У него уже и последователи появились. Первый и самый заметный – Брейшер. Чартерис его пару раз прилюдно под орех разделал. За Брейшером глаз да глаз нужен – может выкинуть все, что угодно, тем более что говорить он так толком и не научился. В один прекрасный день этот идиот Брейшер возомнил себя мессией, но умнее он от этого, конечно же, не стал, скорее – наоборот. Если уж на кого-то и ставить, так это на Чартериса. Колин Чартерис. Сам вроде как югослав, а имя у него вроде как наше.

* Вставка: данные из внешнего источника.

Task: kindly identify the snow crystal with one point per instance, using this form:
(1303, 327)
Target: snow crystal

– Я предлагаю вам кое-что записать. Роббинс и Глория, это прежде всего к вам относится.
– Грета.
– Хорошо, пусть будет Грета, – сути дела, это не меняет. Если вы спросите меня, чего сейчас не хватает людям, я, не раздумывая ни минуты, отвечу: осязания земли, ощущения своего мира – вы понимаете меня? Метафизика метафизикой, но в этих возвышенных травах должно скрываться и что-то вещественное – верно? Кстати, по-моему Чартерису понравились наши вонючие улочки – вы не находите? Скорее всего, это у него с непривычки. Нужно его еще разок по городу поводить, да записать на пленку его речи. Где наш магнитофон?
Бертон зажмурился и увидел незнакомый перекресток, возле которого стоял дорожный указатель – до Франкфурта столько-то километров. Он потряс головой и только после этого осторожно открыл глаза. Указателя не было.
– Я ему свои картинки хочу показать, – сказал Роббинс. – И еще. Ему, наверное, интересно будет послушать о том, как птицы сюда поналетели и повсюду сели.